A former chairman of the Commodity Futures Trading Commission (CFTC) predicts Ethereum and Ripple could probably be classed as securities by the U.S Securities and Exchange Commission (SEC). Bitcoin, Litecoin and Bitcoin Cash, however, probably won’t be.
Gary Gensler was a partner at Goldman Sachs before becoming chairman of the CFTC between 2009 and 2014. He was one of the most feared regulators of the time, working to transform the derivatives markets at the centre of the 2008 financial crisis. Gensler is now teaching blockchain technology at the Massachusetts Institute of Technology (MIT).
In an interview with The New York Times Gensler said of Ethereum and Ripple:
“There is a strong case for both of them — but particularly Ripple — that they are noncompliant securities.”
Bitcoin, however, should be exempt according to blockchain technology advocate Gensler.
“Over 1,000 previously issued initial coin offerings, and over 100 exchanges that offer ICOs, are going to need to sort out how to come into compliance with U.S. securities law.”
Gensler believes that although blockchain experiments are in their early stages, blockchain technology could replace many of the parts of the financial industry.
Cryptocurrency experts, Gensler included, believe Bitcoin will not be classed as a security because it didn’t originate from an ICO. The Bitcoin blockchain is also maintained by a decentralized group of developers.

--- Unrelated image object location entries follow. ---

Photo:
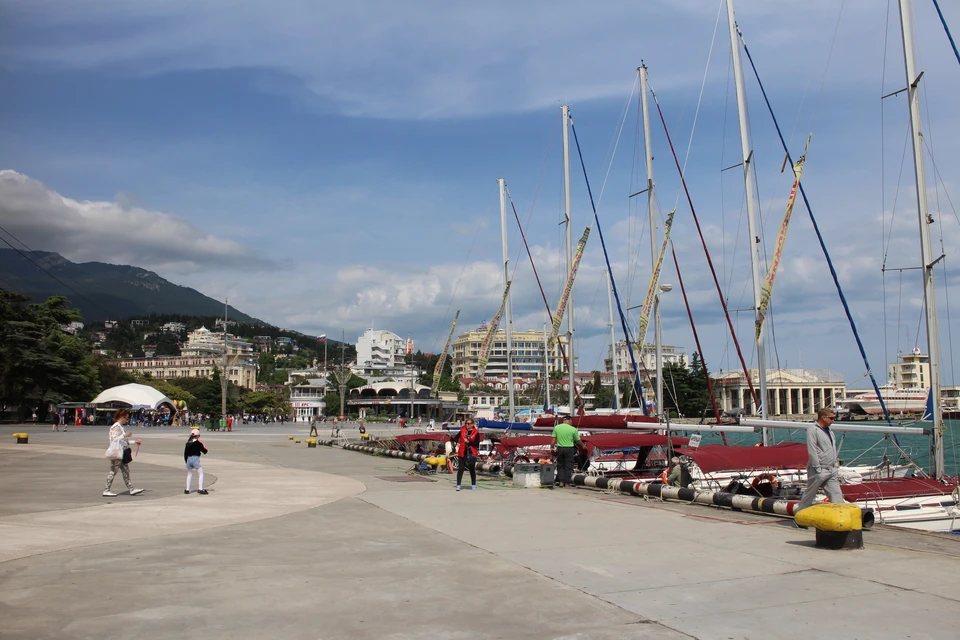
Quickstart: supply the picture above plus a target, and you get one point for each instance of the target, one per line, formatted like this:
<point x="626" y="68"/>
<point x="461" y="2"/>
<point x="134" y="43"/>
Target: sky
<point x="331" y="167"/>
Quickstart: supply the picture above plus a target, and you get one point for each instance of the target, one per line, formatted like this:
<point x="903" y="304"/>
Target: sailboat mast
<point x="926" y="253"/>
<point x="571" y="359"/>
<point x="747" y="151"/>
<point x="613" y="345"/>
<point x="546" y="366"/>
<point x="508" y="321"/>
<point x="654" y="239"/>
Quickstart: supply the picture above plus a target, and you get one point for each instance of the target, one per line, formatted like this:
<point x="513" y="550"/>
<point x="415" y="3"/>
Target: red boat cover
<point x="717" y="457"/>
<point x="413" y="437"/>
<point x="525" y="441"/>
<point x="597" y="422"/>
<point x="897" y="488"/>
<point x="608" y="441"/>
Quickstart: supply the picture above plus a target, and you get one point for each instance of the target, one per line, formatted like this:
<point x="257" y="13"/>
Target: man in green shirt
<point x="566" y="439"/>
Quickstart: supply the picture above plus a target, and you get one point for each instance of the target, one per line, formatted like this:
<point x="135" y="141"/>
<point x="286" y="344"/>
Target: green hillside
<point x="105" y="291"/>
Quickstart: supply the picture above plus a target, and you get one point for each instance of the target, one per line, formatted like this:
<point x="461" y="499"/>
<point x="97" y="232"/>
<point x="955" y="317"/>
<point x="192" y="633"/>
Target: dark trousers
<point x="469" y="463"/>
<point x="565" y="458"/>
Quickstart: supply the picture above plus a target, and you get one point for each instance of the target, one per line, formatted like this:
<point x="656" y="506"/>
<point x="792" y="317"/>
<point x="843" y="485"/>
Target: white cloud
<point x="113" y="232"/>
<point x="431" y="58"/>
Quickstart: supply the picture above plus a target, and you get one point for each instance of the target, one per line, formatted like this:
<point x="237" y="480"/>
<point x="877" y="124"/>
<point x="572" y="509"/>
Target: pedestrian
<point x="468" y="446"/>
<point x="566" y="440"/>
<point x="679" y="475"/>
<point x="822" y="466"/>
<point x="191" y="455"/>
<point x="119" y="460"/>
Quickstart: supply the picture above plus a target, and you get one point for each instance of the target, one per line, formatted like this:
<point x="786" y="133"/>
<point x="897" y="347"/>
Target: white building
<point x="789" y="391"/>
<point x="307" y="398"/>
<point x="912" y="371"/>
<point x="527" y="353"/>
<point x="646" y="360"/>
<point x="381" y="354"/>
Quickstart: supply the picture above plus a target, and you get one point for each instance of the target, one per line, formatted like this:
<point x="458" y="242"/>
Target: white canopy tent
<point x="135" y="395"/>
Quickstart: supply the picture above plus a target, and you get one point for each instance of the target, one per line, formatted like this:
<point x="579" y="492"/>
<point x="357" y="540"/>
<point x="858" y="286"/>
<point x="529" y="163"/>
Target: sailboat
<point x="929" y="502"/>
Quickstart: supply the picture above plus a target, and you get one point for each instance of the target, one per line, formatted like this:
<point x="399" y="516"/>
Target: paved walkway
<point x="318" y="543"/>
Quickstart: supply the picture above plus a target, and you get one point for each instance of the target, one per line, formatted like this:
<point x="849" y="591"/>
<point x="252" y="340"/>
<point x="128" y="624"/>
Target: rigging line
<point x="563" y="352"/>
<point x="696" y="339"/>
<point x="24" y="245"/>
<point x="616" y="145"/>
<point x="823" y="246"/>
<point x="703" y="85"/>
<point x="613" y="283"/>
<point x="947" y="30"/>
<point x="703" y="241"/>
<point x="26" y="257"/>
<point x="456" y="286"/>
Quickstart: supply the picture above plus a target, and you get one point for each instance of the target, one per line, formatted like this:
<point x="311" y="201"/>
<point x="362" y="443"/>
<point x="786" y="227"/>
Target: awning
<point x="716" y="457"/>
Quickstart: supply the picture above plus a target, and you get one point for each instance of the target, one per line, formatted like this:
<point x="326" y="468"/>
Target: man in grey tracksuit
<point x="821" y="461"/>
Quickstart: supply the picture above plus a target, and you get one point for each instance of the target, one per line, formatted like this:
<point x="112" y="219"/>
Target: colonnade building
<point x="789" y="391"/>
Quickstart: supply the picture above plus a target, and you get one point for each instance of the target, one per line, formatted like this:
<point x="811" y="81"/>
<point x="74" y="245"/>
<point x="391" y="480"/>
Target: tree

Litecoin and Monero are similar to Bitcoin in this way. He has also said that Ethereum could avoid the classification as Ethereum is now more decentralized, with no one body controlling its future.
Proponents and groups have argued Ethereum’s case with the U.S SEC. The head of the Ethereum Foundation, Aya Miyaguchi confirmed to The New York Times that the foundation:
“Neither controls the supply of, nor has the ability to issue Ether, and the quantity of Ether that the foundation holds (under 1 percent of all Ether) is already lower than that held by many other ecosystem participants.”
Ripple’s argument is weaker as Ripple hold most of the Ripple (XRP) tokens. A Ripple spokesperson, Tom Channick, said:
“XRP does not give its owners an interest or stake in Ripple, and they are not paid dividends. XRP exists independent of Ripple, was created before the company and will exist after it.”
If the U.S SEC decides certain coins are securities, the action will restrict U.S citizens from trading these coins on certain exchanges and could drive down the value of the regulated coins.